BOSTON - Prosecutors will drop a manslaughter charge against the only company charged in the fatal Big Dig tunnel collapse after the epoxy maker agreed to pay $16 million to settle a lawsuit.

Under the "deferred prosecution agreement" with State Attorney General Martha Coakley, Powers Fasteners Inc. also will take steps to prevent the wrong type of epoxy from being used by its customers, said Max Stern, a company attorney.

"They are happy to put this behind them and get back to business," he said.

Coakley spokeswoman Emily LaGrassa confirmed the two sides reached an agreement to resolve both criminal and civil cases against Powers, but she would not release details.

The Brewster, N.Y., company was indicted after the July 2006 death of Milena Del Valle for providing the epoxy blamed in the ceiling collapse. She was killed when 26 tons of ceiling panels fell on the car she was riding in with her husband, Angel, to Logan International Airport.
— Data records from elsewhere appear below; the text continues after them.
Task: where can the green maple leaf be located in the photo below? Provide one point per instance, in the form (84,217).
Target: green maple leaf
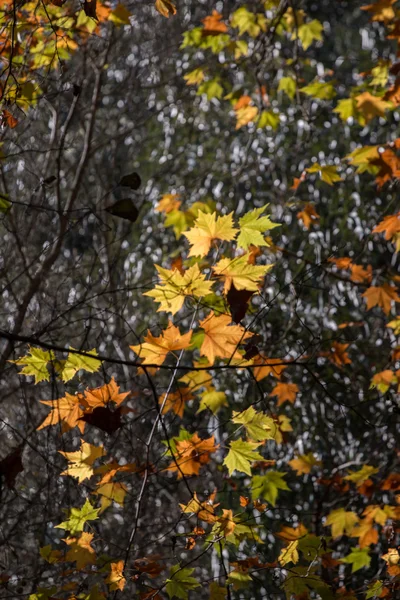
(240,455)
(251,227)
(180,582)
(358,559)
(77,362)
(308,33)
(268,486)
(258,426)
(78,517)
(36,364)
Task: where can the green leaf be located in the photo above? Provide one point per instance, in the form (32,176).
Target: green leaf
(358,559)
(180,582)
(36,364)
(267,486)
(78,517)
(252,225)
(77,362)
(212,400)
(308,33)
(320,90)
(268,119)
(240,455)
(287,85)
(258,426)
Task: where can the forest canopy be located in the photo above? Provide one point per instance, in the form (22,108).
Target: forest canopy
(200,283)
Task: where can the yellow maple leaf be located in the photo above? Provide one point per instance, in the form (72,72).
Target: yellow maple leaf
(221,338)
(382,10)
(381,296)
(209,227)
(67,411)
(371,106)
(245,115)
(286,392)
(154,350)
(304,463)
(81,462)
(116,579)
(165,8)
(175,286)
(240,273)
(341,521)
(81,550)
(168,203)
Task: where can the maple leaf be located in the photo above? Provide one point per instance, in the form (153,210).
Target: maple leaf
(221,337)
(154,350)
(212,400)
(78,517)
(101,396)
(36,364)
(67,411)
(267,486)
(308,215)
(168,202)
(341,521)
(240,456)
(191,455)
(81,550)
(286,392)
(382,10)
(371,106)
(176,401)
(76,362)
(116,579)
(180,582)
(381,296)
(328,173)
(245,115)
(207,228)
(304,463)
(165,8)
(240,273)
(213,24)
(81,461)
(251,225)
(174,287)
(258,426)
(289,554)
(390,225)
(358,559)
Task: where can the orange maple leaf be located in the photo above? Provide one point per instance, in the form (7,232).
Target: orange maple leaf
(176,401)
(286,392)
(308,215)
(213,24)
(191,454)
(67,411)
(154,350)
(381,296)
(221,338)
(382,10)
(390,225)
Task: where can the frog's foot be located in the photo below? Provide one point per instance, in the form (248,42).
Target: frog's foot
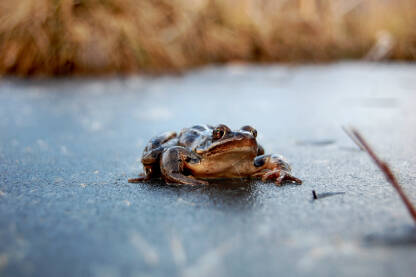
(141,178)
(173,166)
(280,176)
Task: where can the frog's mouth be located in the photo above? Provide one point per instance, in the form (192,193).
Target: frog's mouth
(243,143)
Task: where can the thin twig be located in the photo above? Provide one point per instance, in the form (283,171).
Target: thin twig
(387,172)
(353,138)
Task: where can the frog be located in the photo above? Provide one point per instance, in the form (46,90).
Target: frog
(202,153)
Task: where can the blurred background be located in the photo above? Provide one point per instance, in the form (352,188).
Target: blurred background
(49,37)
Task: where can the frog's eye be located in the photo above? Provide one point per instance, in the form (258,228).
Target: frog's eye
(250,129)
(217,133)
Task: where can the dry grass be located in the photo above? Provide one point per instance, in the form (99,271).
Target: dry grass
(50,37)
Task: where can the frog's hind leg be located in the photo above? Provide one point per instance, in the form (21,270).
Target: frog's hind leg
(172,166)
(274,167)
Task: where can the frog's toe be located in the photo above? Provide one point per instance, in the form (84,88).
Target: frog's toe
(279,177)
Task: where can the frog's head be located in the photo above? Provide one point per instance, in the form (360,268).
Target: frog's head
(225,141)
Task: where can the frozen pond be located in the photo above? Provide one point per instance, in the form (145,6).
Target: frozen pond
(68,146)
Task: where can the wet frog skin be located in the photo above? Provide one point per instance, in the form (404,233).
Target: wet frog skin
(204,152)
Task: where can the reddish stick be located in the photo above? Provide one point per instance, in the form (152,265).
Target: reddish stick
(387,172)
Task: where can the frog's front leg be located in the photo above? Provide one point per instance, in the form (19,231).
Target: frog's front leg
(173,165)
(274,167)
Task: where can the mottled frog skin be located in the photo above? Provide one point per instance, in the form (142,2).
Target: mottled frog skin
(203,152)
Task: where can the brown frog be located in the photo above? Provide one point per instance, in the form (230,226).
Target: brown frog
(204,152)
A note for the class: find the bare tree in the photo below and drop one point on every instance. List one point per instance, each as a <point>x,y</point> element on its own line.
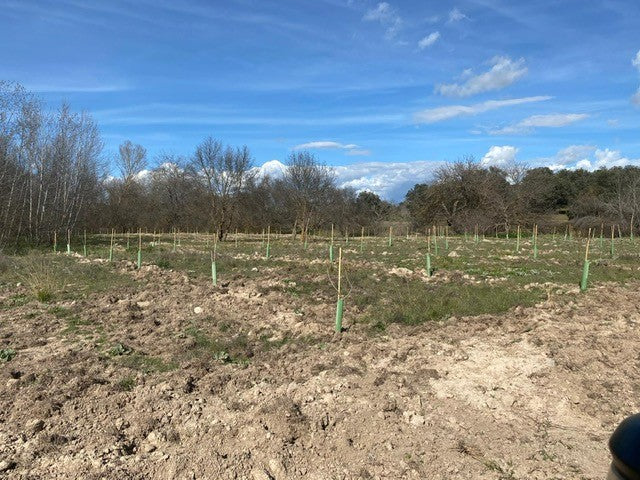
<point>309,186</point>
<point>224,172</point>
<point>132,160</point>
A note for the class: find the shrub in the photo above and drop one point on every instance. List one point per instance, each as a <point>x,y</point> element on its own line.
<point>7,354</point>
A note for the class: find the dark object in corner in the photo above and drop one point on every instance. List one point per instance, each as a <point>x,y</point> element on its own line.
<point>625,449</point>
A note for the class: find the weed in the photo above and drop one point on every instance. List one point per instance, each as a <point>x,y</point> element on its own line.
<point>119,349</point>
<point>40,277</point>
<point>146,363</point>
<point>127,384</point>
<point>7,354</point>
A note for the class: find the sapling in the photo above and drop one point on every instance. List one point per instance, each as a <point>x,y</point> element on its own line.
<point>602,235</point>
<point>139,248</point>
<point>585,266</point>
<point>214,271</point>
<point>331,245</point>
<point>113,232</point>
<point>435,241</point>
<point>611,249</point>
<point>268,242</point>
<point>340,302</point>
<point>428,259</point>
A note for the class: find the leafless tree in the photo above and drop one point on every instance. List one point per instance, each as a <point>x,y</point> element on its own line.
<point>224,172</point>
<point>309,186</point>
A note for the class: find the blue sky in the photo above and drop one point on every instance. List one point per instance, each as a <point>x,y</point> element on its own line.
<point>384,91</point>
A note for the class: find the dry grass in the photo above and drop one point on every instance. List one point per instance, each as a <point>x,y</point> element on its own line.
<point>39,276</point>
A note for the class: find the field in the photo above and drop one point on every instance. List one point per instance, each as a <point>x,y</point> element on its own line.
<point>497,366</point>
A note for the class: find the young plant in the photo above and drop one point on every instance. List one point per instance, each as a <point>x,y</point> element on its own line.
<point>268,242</point>
<point>340,301</point>
<point>585,266</point>
<point>139,248</point>
<point>214,270</point>
<point>113,233</point>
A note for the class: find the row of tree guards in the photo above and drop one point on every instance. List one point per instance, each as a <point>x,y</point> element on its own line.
<point>432,235</point>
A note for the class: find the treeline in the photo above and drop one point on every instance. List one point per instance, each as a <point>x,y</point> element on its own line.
<point>54,178</point>
<point>49,167</point>
<point>217,189</point>
<point>464,195</point>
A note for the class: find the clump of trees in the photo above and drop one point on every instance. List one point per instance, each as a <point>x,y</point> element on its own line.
<point>465,194</point>
<point>54,178</point>
<point>49,167</point>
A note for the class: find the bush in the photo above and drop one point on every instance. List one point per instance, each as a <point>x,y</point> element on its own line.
<point>40,277</point>
<point>5,263</point>
<point>7,354</point>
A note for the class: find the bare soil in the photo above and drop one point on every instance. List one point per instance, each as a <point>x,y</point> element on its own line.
<point>255,385</point>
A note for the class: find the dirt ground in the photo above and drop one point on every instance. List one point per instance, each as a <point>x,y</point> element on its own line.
<point>531,394</point>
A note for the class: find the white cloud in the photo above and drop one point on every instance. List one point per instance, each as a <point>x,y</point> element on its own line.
<point>499,156</point>
<point>351,148</point>
<point>387,16</point>
<point>503,73</point>
<point>587,157</point>
<point>540,121</point>
<point>635,61</point>
<point>574,154</point>
<point>355,152</point>
<point>272,168</point>
<point>432,115</point>
<point>456,15</point>
<point>324,145</point>
<point>389,180</point>
<point>429,40</point>
<point>610,158</point>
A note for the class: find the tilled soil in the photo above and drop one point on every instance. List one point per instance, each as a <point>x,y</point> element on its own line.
<point>255,385</point>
Powers officials insisted they told Big Dig officials that their "fast-set" epoxy used in the tunnel was to be used only to secure wall panels, not heavy overhead concrete ceiling panels. But prosecutors said Powers should have figured out the wrong epoxy was used for the ceiling panels when company officials were asked to inspect the tunnel after some ceiling bolts came loose during construction in 1999.

Powers agreed to recall its "fast-set" epoxy. The company also agreed to notify customers that the epoxy failed certain tests and is not recommended for sustained loads.

Those steps need to be completed with 120 days. If they are, the criminal indictment will be dismissed. The company is also prohibited from doing business with state and local governments until 2012.

If convicted of manslaughter, the maximum penalty Powers would have faced under state law was a fine of $1,000.

Powers was among more than a dozen companies and government entities sued by the Attorney General's Office after Del Valle, 39, of Boston was killed.

Brad Henry, an attorney for Del Valle's children, said the family was "happy to see that justice has been done and to bring this . . . to a close."